After exploring the psychological dynamics of extended cognition, including how the mind is “supersized” by the incorporation of physical tools and social networks, Strawn and Brown consider implications for spiritual practices, congregational life, and religious language and traditions, which they describe as mental “wikis.” The formation of robust Christian life, they show, is a process that takes place within a larger mesh of embodiment and mind—broader, deeper, and richer than we could ever be on our own.
Want to be a more Christian Christian? Read this book and put its lessons into practice within your church and family. Brad D. Strawn and Warren S. Brown, in Enhancing Christian Life, have caught a new, transformative way of understanding Christian formation. They base Christian formation on modern cognitive psychology that recognizes how intertwined relationships are with our embodied life. What they contribute is a thorough description of the Christian implications of this relational approach for the church and Christian relationships. Their book will make you want to engage more with the church. By doing so, both you and the church will be blessed.

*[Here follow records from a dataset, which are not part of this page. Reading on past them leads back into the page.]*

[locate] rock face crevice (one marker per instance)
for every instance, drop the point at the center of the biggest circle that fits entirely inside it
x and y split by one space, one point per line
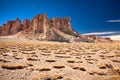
43 28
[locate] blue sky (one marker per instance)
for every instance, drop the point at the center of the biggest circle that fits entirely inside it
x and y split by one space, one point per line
88 16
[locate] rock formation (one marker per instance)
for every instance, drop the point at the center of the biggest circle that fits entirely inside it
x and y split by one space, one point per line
98 39
11 27
43 28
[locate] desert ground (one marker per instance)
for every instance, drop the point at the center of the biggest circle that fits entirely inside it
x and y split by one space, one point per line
34 60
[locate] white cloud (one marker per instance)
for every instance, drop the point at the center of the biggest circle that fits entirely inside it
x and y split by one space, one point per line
118 20
101 33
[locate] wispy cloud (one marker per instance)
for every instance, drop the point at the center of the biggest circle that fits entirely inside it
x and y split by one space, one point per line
118 20
103 33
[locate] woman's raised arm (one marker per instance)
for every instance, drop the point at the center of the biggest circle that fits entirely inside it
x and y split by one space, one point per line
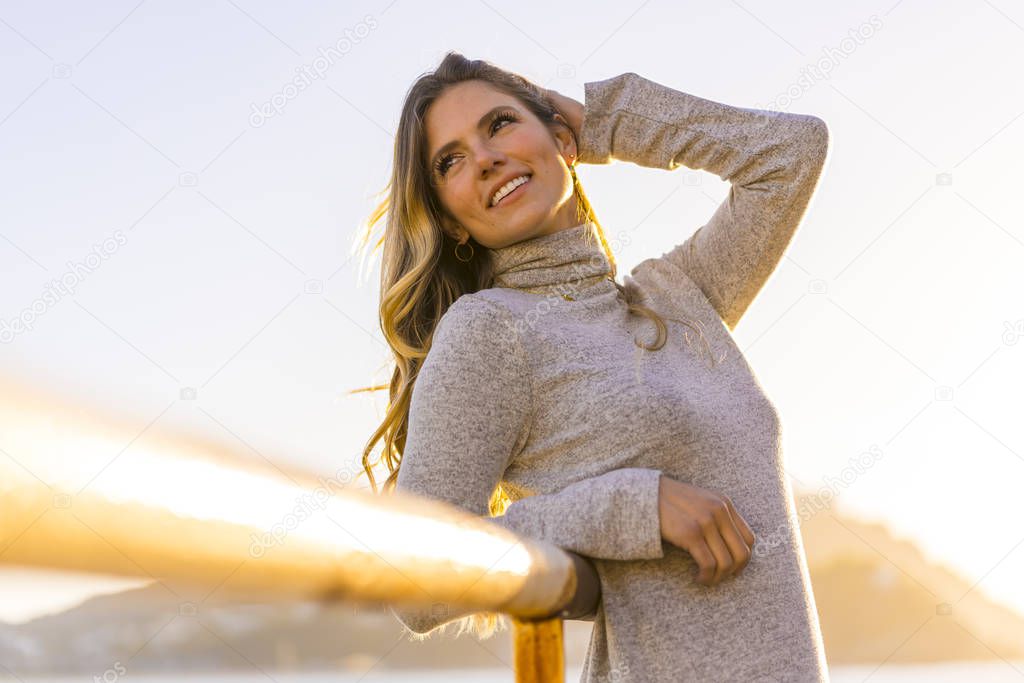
773 161
469 414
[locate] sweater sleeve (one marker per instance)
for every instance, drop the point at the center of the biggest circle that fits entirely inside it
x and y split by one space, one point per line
772 160
469 414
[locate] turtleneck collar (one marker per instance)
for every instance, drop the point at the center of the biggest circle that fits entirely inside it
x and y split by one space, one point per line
562 262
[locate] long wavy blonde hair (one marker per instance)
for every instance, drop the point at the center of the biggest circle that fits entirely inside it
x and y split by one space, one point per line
421 278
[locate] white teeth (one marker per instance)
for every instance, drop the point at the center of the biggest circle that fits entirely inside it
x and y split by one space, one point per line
508 187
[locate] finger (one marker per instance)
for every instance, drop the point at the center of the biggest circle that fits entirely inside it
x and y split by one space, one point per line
702 556
723 558
741 524
737 548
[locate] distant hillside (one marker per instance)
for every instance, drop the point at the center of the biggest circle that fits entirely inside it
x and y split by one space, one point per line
873 593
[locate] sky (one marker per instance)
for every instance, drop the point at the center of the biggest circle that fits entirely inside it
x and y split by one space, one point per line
201 216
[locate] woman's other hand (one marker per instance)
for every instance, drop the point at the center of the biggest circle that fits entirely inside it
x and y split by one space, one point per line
708 526
570 110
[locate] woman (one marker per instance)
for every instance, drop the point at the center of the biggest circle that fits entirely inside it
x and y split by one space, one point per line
617 421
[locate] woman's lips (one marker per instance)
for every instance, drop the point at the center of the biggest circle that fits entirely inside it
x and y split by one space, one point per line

—Everett L. Worthington Jr., author of Forgiving and Reconciling
In case you were under the impression that being a Christian is a solo achievement, Brad Strawn and Warren Brown are here to disabuse you of that misunderstanding. They say it’s a mistake to assume that spirituality is ever an individual, internal, and private matter. For them, it is always an embodied, collective, and spatial enterprise. Written in a lively, down-to-earth fashion, this book has monumental implications for our understanding of both spirituality and ecclesiology.
—Michael Frost, author of Incarnate and To Alter Your World
Brad D. Strawn (PhD, Fuller Theological Seminary) is the Evelyn and Frank Freed Professor of the Integration of Psychology and Theology at Fuller Theological Seminary. He has post-doctoral training in psychoanalysis and is a licensed psychologist. He is coauthor (with Warren S. Brown) of The Physical Nature of Christian Life: Neuroscience, Psychology and the Church and coeditor of Christianity and Psychoanalysis: A New Conversation.
Warren S. Brown is the director of the Lee Edward Travis Research Institute and professor of psychology at Fuller Theological Seminary. He is principal editor and contributor to Whatever Happened to the Soul? Scientific and Theological Portraits of Human Nature and coauthor (with Nancey Murphy) of Did My Neurons Make Me Do It?